The Non-Farm Payrolls came out better than expected. Job creation in the US non-agricultural sector during December was up by 292k (forecasted: 195k). November’s figure was reassessed up from 211k to 240k, as was October’s from 298k to 307k. The total reassessment was a 50k extra jobs. This is the sort of data the Fed has been hoping for.
US unemployment in December remained at 5.0%, with the index for average hourly wages at 0.0% (forecasted: 0.2%, previous: 0.2%). This indicator was disappointing, but with a 292k NFP, it’s not something to worry about. There was also an increase in the amount of the population becoming part of the work force: a rise by 0.1% to 62.6%.
The euro reacted by falling 63 points to 1.0802. From here the price turned round and headed back up to 1.0929. The NFP is having a short-term effect on the market. The main thing here is to know exactly when to exit the market. By the end of the day, the euro had strengthened against the US dollar due to a fall of European and American stock market indices, in addition to worries of Chinese stock markets opening Monday down.
And that is exactly what happened: the indices opened with a fall. The Shanghai Composite closed down by 2.40% at 3,109 and the Hang Seng fell by 2.45% to 19,952.63. And so because of this, the euro bulls managed to shift the maximum to 1.0969.
Main news of the day (EET):
- 15:15, Canadian new foundations lain for December;
- 19:40, FOMC member Lockhart to speak.
The situation for the euro is contradictory. The weekly candle for last week and the break in the trend line on the daily indicate a strengthening of the euro against the dollar, whereas the weekly stochastic for the euro/pound cross on the hourly is indicating a fall.
If the euro/dollar closes down on Monday, a pinbar will form on the daily graph. This means that a stable Chinese stock market situation will see the euro return to 1.0850. After the Payrolls, I always expect to see a movement against that of Friday. My choice is for a fall of the rate to the 67th degree at 1.0890.

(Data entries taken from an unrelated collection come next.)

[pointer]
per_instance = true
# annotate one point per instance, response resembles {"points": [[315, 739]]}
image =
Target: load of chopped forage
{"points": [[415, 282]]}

- Intraday target maximum: 1.0969 (current Asian), minimum: 1.0890, close: 1.0915 and if the American stock indices don’t fall: lower than 1.0900;
- Intraday volatility for last 10 weeks: 100 points (4 figures).
Due to a fall in the Chinese stock markets the euro has updated its maximum. The price has bounced from the U3 line and the 135th degree. At 6:48 EET, the euro/dollar was trading 1.0913 against a session minimum of 1.0907. Since the stochastic has switched into a buy zone, we could see a growth in Europe to 1.0940. From here I expect to see a return to 1.0890. The calendar is bare, so the main drivers for the currency market will be movements on the stock markets.
The euro/pound again headed off-piste. The price is now already back on the track (between U3 and D3). As on 8th January, a retreat to the LB is expected. A fall in the euro cross rate will find the currency under pressure, with the pound receiving support. In my forecast I have shown what we can expect from the pair.
As I said in the first tab, the situation is contradictory. The trend line has been broken. A long low shade has appeared on Friday’s candle. Since today is Monday, it’s a bit early to say how reliable these signals are. It would be enough for the euro to close down as a pinbar is forming indicating a fall in the euro and a false break.
The bulls managed to close the week well. If the euro closes above 1.0900 on Monday, I reckon we’ll see a growth to 1.1085.